How Many Civil Servants?
Posted February 20, 2015
In a recent speech John Bragg argued that we should reduce our civil service by about 15%. Bragg is the head of Eastlink and Oxford Frozen Foods, and a member of the Ivany panel. There are about 10,000 provincial civil servants.
Bragg cited an Atlantic Institute of Marketing Studies report that showed Nova Scotia having among the highest costs for the provincial portion of the government sector.
Discussions on this topic often start with the idea that reductions can be implemented by not replacing some or all of the workers who leave or retire. This conveniently avoids the question of what positions are to be eliminated. When a snow plow driver, social worker, jail guard, or deputy minister leaves they usually have to be replaced.
Real reductions can only occur if government identifies functions that will no longer be provided, or finds ways of doing things that require fewer people to do them. Even if that is achieved there are obstacles.
The Civil Service Collective Bargaing Act names the Nova Scotia Government Employees Union (NSGEU) as the bargaining agent. (Unlike her response to legislation affecting nurses, union head Joan Jessome has not found fault with this prescribed outcome). That act considerably restricts the ability of government to negotiate on behalf of taxpayers.
Strikes and lockouts are prohibited. If efforts to negotiate a new collective agreement are unsuccessful the matter is sent to an arbitration panel. The panel typically consists of one representative of each side and one “neutral” party who acts as chair.
The act provides no guidance as to the factors to be taken into account by the arbitration panel in reaching a conclusion. Governments are often surprised and disappointed at the result. In 2014, notwithstanding New Brunswick’s dire financial condition, UNB professors were awarded increases of 12.5% over three years.
In the 2012-2015 settlement the NDP government of Nova Scotia added a memorandum of agreement that makes layoffs almost impossible.
So as things stand the government has limited ability to achieve savings if it finds ways to eliminate work or save money through new technologies or outsourcing. Bragg’s proposal would mean 1,500 reductions. It is very unlikely that an arbitration panel would agree to remove the provisions prohibiting layoffs in a new collective agreement.
Nor can an arbitration panel be counted on to implement government wage restraint policy. In the 2010 Ontario budget the government legislated a two-year pay freeze for non-unionized workers in the government and in the broader public sector.
Although the Budget restraint measures did not apply to public service employees who bargain collectively, the government announced its intention to seek two-year compensation freezes in collective agreements coming up for renegotiation. An arbitrator ignored the policy and granted 2% increases in a one year contract.

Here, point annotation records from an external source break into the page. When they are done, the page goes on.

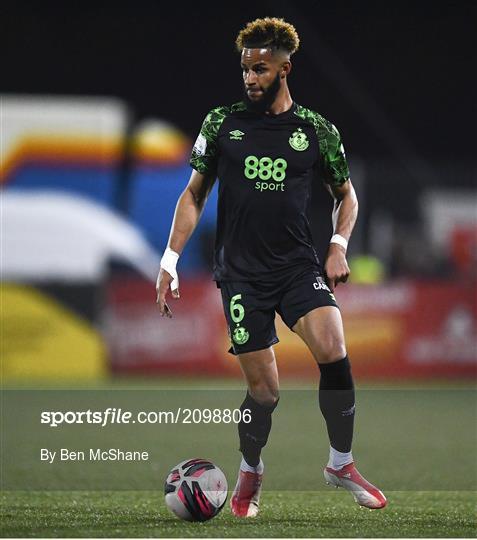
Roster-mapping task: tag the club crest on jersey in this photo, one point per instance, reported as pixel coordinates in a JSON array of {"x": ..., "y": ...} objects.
[
  {"x": 299, "y": 141},
  {"x": 236, "y": 135}
]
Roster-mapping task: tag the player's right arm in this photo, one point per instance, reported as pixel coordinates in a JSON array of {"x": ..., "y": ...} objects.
[{"x": 186, "y": 216}]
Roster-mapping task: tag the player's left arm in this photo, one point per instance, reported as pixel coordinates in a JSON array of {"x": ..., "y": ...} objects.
[{"x": 345, "y": 212}]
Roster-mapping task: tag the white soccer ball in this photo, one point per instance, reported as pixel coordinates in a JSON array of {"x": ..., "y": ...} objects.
[{"x": 195, "y": 490}]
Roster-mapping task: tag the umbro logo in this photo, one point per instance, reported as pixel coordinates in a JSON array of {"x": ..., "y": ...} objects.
[{"x": 236, "y": 135}]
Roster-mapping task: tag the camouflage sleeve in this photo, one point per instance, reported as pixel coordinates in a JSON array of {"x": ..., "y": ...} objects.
[
  {"x": 204, "y": 154},
  {"x": 333, "y": 160}
]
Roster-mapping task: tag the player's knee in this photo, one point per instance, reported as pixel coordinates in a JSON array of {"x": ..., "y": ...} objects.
[
  {"x": 264, "y": 394},
  {"x": 331, "y": 350}
]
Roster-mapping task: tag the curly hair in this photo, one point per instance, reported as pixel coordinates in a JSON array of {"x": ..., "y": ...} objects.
[{"x": 270, "y": 32}]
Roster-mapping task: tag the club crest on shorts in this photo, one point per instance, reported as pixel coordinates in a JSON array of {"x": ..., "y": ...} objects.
[
  {"x": 240, "y": 335},
  {"x": 299, "y": 141}
]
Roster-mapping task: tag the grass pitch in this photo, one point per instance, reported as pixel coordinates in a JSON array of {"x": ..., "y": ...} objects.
[
  {"x": 283, "y": 514},
  {"x": 417, "y": 444}
]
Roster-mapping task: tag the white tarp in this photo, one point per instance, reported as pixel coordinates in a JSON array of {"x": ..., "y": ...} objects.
[{"x": 47, "y": 235}]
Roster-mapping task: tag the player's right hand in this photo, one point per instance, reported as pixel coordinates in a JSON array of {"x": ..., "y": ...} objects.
[{"x": 163, "y": 284}]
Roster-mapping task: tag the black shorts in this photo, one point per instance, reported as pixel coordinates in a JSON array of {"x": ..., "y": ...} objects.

Bragg’s proposal is based on high level comparisons rather than deep insights into the jobs being done. It is not clear whether a 15% reduction can be achieved without hurting needed services. But the AIMS data cannot be ignored.
Government must make progress on public sector wage restraint, and trimming staffing levels where possible. To do that the Civil Service Collective Bargaing Act must be amended to provide government a greater ability to negotiate and if necessary legislate.
A second area calls for attention. The AIMS data that shows we are over-governed includes staffing for municipalities. It is very clear that we have too many of them. There are 54 municipalities.
Leaving aside Halifax and Cape Breton Regional Municipality (CBRM) the average size of these municipal units is less than 8,000 people. Several have less than 1,000. In Pictou County four municipalities are immediately adjacent to each other.
This creates considerable duplication, particularly in administrators and elected officials. Provincial governments have for too long been content to let the discussions about duplication be led by those obviously conflicted elected officials.
The result is that the numbers only decrease when places like Canso, Bridgetown, Hantsport, and Springhill face fiscal collapse. Several more are showing signs of distress in the Financial Condition Indexes released this week. That is what would have happened to most of CBRM’s seven predecessor towns had they not been amalgamated in 1995. Government should commission a report with the explicit mandate to recommend consolidation of municipal units.
Secondly, it must change the legislative rule book for dealing with civil servants so that services can be delivered as cost effectively as possible. Unlike some of its predecessors the current government has shown it is not afraid of the NSGEU.
The spring session of the legislature will be pivotal to the success of this government. Voters will soon be able to judge whether it has the courage necessary to meet Nova Scotia’s considerable challenges.